The past decade with its commodity supercycle and growing
environmental concerns has revived fears that some combination of
resource scarcity and environmental degradation will or has increased
the likelihood of military conflict. Thomas Friedman in the New York Times
argues that the current flood of refugees into Europe reflects three
big factors, one of which is Mother Nature, including climate change,
loss of biodiversity and population growth.
Timothy Snyder’s new book on
World War II, the Holocaust and related tragedies, in part argues that
the desire for resources motivated Hitler’s aggression. The peak oil believers certainly seized on the notion that scarcity of petroleum would lead to greater conflict, and books like Resource Wars promoted
the idea. Most tellingly, many still believe we invaded Iraq in 2003 to
get oil, even though we had oil before the war, we haven’t gotten any
Iraqi oil after the war, and we still have all the oil we need. And then
some.
To a degree, this harks back to the Realist school of International
Relations, with its Hobbesian view that sees war as driven, to be
colloquial, by hormones and stuff. Men have a tendency for aggression to
uphold their honor (the polite way of putting it), and they want
things, which they intend to get by taking them from others.
Thus you have both Germans and Japanese militaries in World War II
driving for oil fields in their respective regions or more generally,
Hitler’s desire for Lebensraum, or “living space”. The great colonial
expansion of the late 19th century by European countries was
seen in part as a search for raw materials to feed home industries,
although the search for markets was probably more often a greater
impulse. Of course, a neo-Malthusian worldview isn’t required for
aggression. The earlier recorded international aggression that I know of
was an Egyptian invasion of Nubia seeking women and cattle roughly
4,500 years ago. Both of those were renewable resources and apparently
not scarce, but simply valuable.
There is, of course, a huge fallacy behind all this, namely that
military action is a) necessary to acquire resources and b) a
cost-effective approach to doing so. Postwar Germany is proof of this;
its energy and oil needs have expanded greatly, but they have had no
trouble acquiring supplies. In the case of Germany and Japan during
World War II, the extent to which military action was necessitated to
acquire resources was the result of their military aggression.

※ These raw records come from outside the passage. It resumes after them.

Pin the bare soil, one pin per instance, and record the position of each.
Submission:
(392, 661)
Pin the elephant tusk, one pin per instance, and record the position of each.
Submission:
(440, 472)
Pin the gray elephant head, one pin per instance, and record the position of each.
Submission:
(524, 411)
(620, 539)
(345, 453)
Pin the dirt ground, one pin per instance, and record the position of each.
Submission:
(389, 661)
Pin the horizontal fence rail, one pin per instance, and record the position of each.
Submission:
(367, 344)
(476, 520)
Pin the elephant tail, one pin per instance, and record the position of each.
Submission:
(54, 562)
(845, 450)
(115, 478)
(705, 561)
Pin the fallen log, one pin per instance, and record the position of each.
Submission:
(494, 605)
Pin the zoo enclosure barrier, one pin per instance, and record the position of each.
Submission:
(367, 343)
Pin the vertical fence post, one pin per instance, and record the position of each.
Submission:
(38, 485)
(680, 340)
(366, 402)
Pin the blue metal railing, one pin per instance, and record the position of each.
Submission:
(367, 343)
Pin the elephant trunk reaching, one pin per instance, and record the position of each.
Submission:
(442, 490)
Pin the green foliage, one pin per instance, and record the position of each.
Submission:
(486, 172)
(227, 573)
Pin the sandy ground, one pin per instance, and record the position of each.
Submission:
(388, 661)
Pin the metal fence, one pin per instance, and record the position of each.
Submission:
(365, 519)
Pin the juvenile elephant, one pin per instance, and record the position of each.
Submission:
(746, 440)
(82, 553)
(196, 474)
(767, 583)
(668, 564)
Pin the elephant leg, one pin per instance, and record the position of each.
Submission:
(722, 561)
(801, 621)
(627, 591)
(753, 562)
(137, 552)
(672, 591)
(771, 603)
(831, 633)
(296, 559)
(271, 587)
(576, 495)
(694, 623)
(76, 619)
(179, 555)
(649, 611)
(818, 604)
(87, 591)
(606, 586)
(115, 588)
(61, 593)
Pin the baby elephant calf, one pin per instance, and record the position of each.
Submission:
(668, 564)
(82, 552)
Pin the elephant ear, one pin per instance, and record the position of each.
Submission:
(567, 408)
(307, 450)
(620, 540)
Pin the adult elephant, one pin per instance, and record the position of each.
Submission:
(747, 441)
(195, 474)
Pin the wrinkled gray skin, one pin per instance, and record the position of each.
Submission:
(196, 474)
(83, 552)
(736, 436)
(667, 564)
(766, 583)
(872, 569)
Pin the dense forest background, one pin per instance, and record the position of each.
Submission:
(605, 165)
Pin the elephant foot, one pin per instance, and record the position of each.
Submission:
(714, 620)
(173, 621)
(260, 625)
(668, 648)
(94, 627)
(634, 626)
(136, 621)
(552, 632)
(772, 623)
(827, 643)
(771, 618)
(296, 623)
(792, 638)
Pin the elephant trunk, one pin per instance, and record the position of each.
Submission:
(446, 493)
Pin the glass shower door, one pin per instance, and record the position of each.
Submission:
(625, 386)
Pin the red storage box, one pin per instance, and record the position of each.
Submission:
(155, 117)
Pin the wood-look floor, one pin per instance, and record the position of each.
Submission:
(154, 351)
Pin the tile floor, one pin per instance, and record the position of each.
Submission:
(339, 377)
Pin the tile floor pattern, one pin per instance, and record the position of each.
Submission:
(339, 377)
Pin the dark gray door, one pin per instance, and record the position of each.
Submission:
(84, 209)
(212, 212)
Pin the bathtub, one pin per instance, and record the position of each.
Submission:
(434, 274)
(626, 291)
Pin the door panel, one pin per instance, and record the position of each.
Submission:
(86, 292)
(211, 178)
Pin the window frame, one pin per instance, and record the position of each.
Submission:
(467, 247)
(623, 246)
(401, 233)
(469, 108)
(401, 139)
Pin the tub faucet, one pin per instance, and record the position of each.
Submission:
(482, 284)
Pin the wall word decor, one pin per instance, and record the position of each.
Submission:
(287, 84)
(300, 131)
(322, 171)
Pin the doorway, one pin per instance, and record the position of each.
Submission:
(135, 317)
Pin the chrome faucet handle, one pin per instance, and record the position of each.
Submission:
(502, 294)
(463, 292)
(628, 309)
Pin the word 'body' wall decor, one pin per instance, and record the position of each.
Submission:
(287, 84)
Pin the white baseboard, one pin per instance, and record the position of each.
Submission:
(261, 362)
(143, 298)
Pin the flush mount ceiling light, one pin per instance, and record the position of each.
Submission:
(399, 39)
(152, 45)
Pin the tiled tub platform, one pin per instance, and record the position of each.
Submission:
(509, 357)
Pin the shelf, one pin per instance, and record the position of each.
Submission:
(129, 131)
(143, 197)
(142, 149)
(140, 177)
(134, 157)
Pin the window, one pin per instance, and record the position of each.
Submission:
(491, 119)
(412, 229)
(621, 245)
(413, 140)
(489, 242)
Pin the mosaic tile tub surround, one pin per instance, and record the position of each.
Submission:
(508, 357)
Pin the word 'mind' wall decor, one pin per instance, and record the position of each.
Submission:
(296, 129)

Unfortunately, foreign policy is driven by perceptions, which can
easily be at odds with reality. Remarks like “Hitler needed the natural
resources, manpower and living space of the Soviet Union to secure
Germany’s position as a world power.” are odd, since postwar Germany has
become a global power (ask Greece) without military efforts or even the
diplomatic efforts that countries like France have expended to gain
“access” to oil supplies.
Neo-Malthusian views remain popular in many governments, and certainly
academia, despite the failure of both the Limits to Growth model and the
peak oil theories. Chinese claims on the South China Sea may not be
primarily the result of presumed petroleum and marine resources, but
they probably play a role. But resource economists should strive to
educate governments as to the value of trade over conflict in promoting
not just the acquisition of raw materials but power more generally.